学术文献库

Synchronization is a fundamental procedure in cellular systems whereby an UE acquires the time and frequency information required to decode the data transmitted by a BS. Due to the necessity of using large antenna arrays to obtain the beamforming gain required to compensate for small antenna aperture, synchronization must be performed either jointly with beam training as in 5G NR, or at the low SNR regime if the high-dimensional mmWave MIMO channel is to be estimated. To circumvent this problem, this work proposes the first synchronization framework for mmWave MIMO that is robust to both TO, CFO, and PN synchronization errors and, unlike prior work, implicitly considers the use of multiple RF chains at both transmitter and receiver.

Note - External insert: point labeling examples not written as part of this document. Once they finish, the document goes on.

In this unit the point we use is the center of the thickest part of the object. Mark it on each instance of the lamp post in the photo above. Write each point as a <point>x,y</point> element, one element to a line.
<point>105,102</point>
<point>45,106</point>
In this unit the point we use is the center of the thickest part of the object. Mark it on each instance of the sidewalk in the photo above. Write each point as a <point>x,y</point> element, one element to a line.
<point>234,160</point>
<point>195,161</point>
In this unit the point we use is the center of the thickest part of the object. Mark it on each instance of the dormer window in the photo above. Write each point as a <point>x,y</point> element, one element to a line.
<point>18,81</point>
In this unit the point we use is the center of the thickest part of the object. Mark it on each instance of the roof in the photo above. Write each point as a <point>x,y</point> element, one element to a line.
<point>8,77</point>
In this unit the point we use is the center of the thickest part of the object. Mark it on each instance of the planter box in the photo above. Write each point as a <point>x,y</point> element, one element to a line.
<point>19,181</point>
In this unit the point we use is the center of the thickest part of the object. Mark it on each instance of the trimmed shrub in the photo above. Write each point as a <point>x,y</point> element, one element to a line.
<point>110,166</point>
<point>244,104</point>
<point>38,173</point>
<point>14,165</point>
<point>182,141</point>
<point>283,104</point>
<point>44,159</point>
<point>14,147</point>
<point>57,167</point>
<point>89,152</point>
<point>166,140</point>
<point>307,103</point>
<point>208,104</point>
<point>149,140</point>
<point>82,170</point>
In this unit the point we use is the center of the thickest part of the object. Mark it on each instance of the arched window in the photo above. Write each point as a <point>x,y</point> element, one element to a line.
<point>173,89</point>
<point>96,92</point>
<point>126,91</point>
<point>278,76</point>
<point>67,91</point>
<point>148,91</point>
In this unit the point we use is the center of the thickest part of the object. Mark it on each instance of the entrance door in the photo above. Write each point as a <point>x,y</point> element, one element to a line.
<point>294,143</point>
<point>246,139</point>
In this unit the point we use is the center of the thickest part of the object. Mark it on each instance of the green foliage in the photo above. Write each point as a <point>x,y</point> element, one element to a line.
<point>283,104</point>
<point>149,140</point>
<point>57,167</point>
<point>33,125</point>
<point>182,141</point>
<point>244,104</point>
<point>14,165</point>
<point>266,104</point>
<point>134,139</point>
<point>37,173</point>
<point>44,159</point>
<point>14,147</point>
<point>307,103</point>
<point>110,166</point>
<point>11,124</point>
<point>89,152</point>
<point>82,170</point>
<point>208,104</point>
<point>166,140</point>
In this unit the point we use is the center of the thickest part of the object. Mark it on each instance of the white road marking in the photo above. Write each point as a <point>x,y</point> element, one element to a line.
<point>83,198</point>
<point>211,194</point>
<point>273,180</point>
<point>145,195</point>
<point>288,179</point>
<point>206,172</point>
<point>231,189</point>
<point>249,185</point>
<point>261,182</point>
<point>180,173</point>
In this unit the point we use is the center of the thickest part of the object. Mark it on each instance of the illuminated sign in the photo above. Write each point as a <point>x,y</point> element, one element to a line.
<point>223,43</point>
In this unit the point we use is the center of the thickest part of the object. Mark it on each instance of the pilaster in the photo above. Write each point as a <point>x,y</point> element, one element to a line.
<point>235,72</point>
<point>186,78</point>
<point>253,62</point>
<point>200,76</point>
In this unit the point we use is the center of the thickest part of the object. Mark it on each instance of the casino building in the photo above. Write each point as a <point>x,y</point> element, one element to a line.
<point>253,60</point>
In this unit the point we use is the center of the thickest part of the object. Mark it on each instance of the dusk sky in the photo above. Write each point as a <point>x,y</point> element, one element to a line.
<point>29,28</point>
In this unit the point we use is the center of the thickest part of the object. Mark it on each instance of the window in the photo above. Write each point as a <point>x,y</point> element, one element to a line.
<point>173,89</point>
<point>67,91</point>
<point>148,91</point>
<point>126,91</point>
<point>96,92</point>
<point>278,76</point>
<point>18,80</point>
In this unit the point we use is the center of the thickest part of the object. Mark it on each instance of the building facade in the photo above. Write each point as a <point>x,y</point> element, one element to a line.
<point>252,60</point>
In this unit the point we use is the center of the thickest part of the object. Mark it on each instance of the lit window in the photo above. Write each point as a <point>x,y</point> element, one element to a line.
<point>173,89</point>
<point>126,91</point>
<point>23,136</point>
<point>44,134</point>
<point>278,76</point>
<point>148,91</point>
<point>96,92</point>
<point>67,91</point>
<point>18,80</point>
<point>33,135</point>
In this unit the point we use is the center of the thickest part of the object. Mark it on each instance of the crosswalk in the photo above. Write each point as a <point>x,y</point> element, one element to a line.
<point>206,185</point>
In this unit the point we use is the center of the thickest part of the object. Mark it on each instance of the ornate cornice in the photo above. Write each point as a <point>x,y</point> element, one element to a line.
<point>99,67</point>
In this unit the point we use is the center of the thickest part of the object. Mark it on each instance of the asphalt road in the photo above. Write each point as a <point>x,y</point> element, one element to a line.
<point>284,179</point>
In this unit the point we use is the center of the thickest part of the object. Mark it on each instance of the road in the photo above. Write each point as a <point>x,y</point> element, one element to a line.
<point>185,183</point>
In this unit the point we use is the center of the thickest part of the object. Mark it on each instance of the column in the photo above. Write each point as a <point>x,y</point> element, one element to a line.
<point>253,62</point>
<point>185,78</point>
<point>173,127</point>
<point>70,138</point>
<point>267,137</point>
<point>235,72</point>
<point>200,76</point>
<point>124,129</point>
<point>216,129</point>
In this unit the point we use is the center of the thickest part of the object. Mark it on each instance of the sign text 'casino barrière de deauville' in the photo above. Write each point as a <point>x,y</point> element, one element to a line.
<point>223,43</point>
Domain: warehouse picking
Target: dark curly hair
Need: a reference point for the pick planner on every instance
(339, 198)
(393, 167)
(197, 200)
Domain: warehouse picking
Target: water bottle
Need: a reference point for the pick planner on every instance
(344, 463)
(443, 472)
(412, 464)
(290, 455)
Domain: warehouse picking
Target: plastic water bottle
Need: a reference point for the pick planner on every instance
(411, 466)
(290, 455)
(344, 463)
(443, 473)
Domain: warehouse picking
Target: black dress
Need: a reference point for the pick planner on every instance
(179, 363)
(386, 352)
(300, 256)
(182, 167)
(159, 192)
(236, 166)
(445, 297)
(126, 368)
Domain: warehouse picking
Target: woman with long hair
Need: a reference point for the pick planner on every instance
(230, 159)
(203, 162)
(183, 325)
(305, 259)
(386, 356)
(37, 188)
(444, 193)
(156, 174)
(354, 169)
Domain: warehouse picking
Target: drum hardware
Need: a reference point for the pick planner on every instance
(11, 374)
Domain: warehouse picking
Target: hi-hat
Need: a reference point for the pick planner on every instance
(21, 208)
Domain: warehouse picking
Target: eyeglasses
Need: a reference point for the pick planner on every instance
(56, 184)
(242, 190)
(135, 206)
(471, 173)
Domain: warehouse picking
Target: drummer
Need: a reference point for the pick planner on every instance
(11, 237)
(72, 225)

I provide a theoretical analysis of the estimation problem and derive the HCRLB for the estimation of both the CFO, PN, and equivalent beamformed channels seen by the different receive RF chains. I also propose two novel algorithms to estimate the different unknown parameters, which rely on approximating the MMSE estimator for the PN and the ML estimators for both the CFO and the equivalent beamformed channels. Thereafter, I propose to use the estimates for the equivalent beamformed channels to perform compressive estimation of the high-dimensional frequency-selective mmWave MIMO channel and thus undergo data transmission. For performance evaluation, I consider the QuaDRiGa channel simulator, which implements the 5G NR channel model, and show that both compressive channel estimation without prior synchronization is possible, and the proposed approaches outperform current solutions for joint beam training and synchronization currently considered in 5G NR.